Food for thought on the matter was served by Lim (right), who asked the audience to consider two questions at a personal level: Do they know of any loved ones who are members of the LGBT (lesbian, gay, bisexual, transgender) community or suspect that they might be, and do they think these people deserved to be persecuted, condemned and imprisoned?

“Section 377A and B, which is incidentally a colonial inheritance, does not discriminate between homosexual and heterosexual sex acts. A woman giving a man oral sex is considered a crime under Section 377; so are we going to prosecute a heterosexual couple for this act? Many things are [considered] sins in this world… If you look at the French law, Napoleon took out homosexuality as a crime in 1810. There is the issue of privacy to think about and consider,” he said.

Western ideology

Shamrayahu felt that the quest for gay rights is more of a western idealogy. “Do we want to be like the Netherlands which is now allowing civil relationships between same sex couples?”

To this, Lim gave the example of non-western countries, like India where the Delhi High Court struck down Section 377 A and B because they found that it was unconstitutional, citing that it hinders HIV+ schemes of education in schools.

“It’s not a question about the West versus the East.

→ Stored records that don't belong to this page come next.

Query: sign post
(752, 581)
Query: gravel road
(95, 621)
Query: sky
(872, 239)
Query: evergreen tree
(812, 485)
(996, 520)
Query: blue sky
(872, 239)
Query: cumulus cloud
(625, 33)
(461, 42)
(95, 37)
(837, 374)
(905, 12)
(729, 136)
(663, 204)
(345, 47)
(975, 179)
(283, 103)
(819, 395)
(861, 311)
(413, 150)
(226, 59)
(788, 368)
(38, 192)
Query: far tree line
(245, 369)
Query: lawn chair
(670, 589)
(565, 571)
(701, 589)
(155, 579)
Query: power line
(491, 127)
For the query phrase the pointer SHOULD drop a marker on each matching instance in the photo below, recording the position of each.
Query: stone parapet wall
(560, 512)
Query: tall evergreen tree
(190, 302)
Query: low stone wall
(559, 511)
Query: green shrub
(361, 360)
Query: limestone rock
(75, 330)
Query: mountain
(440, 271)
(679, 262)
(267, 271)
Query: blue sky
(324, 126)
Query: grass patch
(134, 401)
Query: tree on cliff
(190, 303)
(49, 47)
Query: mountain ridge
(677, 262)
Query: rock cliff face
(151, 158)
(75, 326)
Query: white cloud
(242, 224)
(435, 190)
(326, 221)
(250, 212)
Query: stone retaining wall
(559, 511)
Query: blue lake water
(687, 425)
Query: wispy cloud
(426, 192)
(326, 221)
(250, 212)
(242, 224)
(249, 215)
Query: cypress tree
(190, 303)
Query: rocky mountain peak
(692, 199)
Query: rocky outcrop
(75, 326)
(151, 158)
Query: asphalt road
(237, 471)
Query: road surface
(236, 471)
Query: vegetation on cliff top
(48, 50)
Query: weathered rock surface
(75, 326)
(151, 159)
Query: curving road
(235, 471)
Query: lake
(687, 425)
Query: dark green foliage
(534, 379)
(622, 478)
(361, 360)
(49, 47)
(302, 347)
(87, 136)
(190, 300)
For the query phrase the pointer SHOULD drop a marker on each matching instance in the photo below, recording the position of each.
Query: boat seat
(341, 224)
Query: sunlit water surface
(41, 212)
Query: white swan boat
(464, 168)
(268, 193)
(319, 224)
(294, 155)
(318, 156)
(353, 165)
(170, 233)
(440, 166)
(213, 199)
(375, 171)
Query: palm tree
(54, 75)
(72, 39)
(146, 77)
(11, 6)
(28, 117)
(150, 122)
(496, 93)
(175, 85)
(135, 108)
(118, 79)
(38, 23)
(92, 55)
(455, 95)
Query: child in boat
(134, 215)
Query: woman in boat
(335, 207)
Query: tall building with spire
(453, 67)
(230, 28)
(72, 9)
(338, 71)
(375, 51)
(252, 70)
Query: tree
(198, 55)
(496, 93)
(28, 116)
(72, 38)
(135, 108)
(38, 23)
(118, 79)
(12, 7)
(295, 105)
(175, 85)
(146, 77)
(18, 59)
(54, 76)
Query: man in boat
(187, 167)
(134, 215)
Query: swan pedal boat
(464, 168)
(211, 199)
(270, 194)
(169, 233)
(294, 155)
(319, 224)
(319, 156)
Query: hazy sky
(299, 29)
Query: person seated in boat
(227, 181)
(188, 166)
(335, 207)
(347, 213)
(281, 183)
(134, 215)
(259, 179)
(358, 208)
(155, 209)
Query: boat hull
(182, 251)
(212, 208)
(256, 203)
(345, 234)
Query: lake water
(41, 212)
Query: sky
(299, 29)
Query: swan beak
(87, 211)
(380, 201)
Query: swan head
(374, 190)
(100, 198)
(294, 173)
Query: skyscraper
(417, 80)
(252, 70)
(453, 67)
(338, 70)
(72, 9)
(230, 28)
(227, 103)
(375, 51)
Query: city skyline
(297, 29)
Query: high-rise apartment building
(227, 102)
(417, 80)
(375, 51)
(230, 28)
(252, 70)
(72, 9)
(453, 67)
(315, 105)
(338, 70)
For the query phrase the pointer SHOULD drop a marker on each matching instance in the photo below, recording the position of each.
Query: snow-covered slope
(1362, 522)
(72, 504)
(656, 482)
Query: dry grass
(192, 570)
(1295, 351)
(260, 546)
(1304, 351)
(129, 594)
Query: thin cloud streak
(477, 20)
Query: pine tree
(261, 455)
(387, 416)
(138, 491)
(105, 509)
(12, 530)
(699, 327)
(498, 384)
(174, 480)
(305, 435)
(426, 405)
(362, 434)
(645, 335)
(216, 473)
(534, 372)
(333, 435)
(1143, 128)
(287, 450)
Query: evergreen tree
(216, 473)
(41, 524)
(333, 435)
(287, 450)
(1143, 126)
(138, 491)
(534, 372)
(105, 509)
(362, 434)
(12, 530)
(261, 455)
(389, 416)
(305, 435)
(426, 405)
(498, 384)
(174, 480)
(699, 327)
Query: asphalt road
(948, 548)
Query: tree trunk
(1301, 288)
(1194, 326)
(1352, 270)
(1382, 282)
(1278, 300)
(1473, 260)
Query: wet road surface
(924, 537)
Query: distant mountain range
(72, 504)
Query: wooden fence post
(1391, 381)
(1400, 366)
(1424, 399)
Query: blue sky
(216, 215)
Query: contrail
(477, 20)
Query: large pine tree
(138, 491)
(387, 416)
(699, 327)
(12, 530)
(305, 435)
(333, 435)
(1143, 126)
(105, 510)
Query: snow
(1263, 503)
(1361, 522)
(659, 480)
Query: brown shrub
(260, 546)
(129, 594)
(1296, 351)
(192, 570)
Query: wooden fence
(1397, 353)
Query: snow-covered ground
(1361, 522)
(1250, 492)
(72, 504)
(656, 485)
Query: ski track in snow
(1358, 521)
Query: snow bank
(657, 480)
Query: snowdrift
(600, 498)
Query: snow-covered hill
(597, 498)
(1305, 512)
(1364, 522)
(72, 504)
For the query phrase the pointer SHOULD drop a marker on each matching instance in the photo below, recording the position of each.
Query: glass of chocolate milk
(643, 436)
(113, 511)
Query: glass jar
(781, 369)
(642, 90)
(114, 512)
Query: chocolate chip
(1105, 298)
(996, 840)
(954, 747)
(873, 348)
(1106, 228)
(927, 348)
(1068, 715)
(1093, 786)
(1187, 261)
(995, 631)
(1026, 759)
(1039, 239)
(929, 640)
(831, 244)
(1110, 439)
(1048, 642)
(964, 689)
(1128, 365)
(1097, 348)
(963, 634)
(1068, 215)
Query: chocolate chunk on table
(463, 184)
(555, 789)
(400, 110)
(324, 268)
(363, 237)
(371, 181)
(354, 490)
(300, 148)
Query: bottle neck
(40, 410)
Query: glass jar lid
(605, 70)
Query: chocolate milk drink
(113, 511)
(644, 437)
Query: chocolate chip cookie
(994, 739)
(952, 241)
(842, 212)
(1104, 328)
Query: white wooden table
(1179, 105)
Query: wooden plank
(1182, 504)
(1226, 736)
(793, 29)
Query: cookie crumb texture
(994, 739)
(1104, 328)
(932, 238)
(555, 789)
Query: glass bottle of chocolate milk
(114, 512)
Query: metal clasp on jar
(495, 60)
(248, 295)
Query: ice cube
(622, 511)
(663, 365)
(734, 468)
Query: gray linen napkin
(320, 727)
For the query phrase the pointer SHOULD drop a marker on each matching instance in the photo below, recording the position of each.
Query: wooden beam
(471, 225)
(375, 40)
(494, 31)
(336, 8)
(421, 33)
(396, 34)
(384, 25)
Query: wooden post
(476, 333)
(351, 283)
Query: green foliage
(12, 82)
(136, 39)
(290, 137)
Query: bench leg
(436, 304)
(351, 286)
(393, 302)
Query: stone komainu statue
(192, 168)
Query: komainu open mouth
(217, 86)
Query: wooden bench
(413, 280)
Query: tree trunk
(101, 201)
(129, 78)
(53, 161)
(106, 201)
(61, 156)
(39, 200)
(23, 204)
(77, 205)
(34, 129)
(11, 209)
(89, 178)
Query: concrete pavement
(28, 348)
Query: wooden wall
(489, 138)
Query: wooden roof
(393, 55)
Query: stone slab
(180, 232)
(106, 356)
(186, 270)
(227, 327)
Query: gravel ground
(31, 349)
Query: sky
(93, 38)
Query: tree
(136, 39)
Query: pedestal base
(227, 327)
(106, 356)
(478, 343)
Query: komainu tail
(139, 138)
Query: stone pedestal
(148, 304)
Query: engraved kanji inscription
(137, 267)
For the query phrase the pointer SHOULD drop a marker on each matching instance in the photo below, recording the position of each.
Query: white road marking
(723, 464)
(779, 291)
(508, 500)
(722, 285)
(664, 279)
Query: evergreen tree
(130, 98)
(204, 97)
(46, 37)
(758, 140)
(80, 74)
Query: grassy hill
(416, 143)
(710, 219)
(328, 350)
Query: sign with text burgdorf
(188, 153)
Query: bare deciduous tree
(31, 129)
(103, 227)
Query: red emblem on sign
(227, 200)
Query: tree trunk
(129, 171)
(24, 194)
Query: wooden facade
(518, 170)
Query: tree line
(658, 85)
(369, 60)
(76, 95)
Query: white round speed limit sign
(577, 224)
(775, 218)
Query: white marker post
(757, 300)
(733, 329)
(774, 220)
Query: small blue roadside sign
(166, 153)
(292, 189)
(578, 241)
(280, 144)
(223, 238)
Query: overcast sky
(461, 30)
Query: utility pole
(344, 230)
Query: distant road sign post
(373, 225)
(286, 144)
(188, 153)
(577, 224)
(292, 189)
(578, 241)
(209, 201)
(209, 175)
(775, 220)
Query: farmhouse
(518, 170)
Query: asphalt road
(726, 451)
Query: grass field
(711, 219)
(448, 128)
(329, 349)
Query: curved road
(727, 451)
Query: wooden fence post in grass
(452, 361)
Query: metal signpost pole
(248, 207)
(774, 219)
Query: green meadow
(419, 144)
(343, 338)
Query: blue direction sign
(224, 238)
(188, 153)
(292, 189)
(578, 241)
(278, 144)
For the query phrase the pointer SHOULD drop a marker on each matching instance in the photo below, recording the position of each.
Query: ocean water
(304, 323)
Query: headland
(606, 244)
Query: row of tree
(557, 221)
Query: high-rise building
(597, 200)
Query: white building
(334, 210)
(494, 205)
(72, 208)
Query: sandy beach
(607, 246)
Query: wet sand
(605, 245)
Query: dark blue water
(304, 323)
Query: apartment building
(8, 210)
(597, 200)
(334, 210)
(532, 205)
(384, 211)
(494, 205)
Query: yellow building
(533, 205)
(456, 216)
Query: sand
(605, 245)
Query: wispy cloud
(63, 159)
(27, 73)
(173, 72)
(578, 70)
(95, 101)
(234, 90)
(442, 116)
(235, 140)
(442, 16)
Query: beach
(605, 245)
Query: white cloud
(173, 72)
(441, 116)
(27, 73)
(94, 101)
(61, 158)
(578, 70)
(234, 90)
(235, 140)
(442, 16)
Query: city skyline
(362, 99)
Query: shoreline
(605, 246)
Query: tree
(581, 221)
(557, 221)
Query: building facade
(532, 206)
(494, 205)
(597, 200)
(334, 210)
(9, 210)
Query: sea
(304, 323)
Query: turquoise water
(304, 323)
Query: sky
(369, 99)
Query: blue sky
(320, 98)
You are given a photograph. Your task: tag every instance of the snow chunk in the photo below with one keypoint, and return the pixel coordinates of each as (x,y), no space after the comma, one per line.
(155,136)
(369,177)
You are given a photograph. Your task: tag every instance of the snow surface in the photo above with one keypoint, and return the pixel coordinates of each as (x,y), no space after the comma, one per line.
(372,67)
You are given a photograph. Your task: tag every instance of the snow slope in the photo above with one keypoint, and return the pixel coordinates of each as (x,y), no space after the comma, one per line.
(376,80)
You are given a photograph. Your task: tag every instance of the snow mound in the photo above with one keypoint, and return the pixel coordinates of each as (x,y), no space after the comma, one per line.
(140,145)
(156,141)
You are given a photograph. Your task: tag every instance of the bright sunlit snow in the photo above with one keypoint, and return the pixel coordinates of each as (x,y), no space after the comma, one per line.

Among other countries that have struck off Section 377 are Cambodia, Japan, Laos, the Philippines, Vietnam and Thailand. Where does it say in our constitution that sexual minorities are supposed to be persecuted, humiliated?” he asked. Incidentally, The Netherlands has the lowest HIV rate in the world.

Lim added that the Malaysian LGBT community is suffering and stressed that Seksualiti Merdeka is not about promoting free sex; it’s only about a group of people who want to share personal accounts about how they have been discriminated against.

“The situation is very sad. We should all just keep an open mind and think about the things we are saying here. Malaysians are very peaceful people. If we abolish Section 377A or B, do you think the gay community is going to have mardi gras to celebrate it? No, they won’t because this is matter of privacy and right. A right not to be persecuted, humiliated or discriminated against at its lowest common denominator,” he said.

From what was gathered at the forum, it’s plainly obvious that there is a need for a broader conceptual shift in the understanding of sexuality. Rather than having moralistic laws that maintain the hierarchy of the natural and the unnatural, there is a need for laws that recognise sexuality as a positive aspect of human life.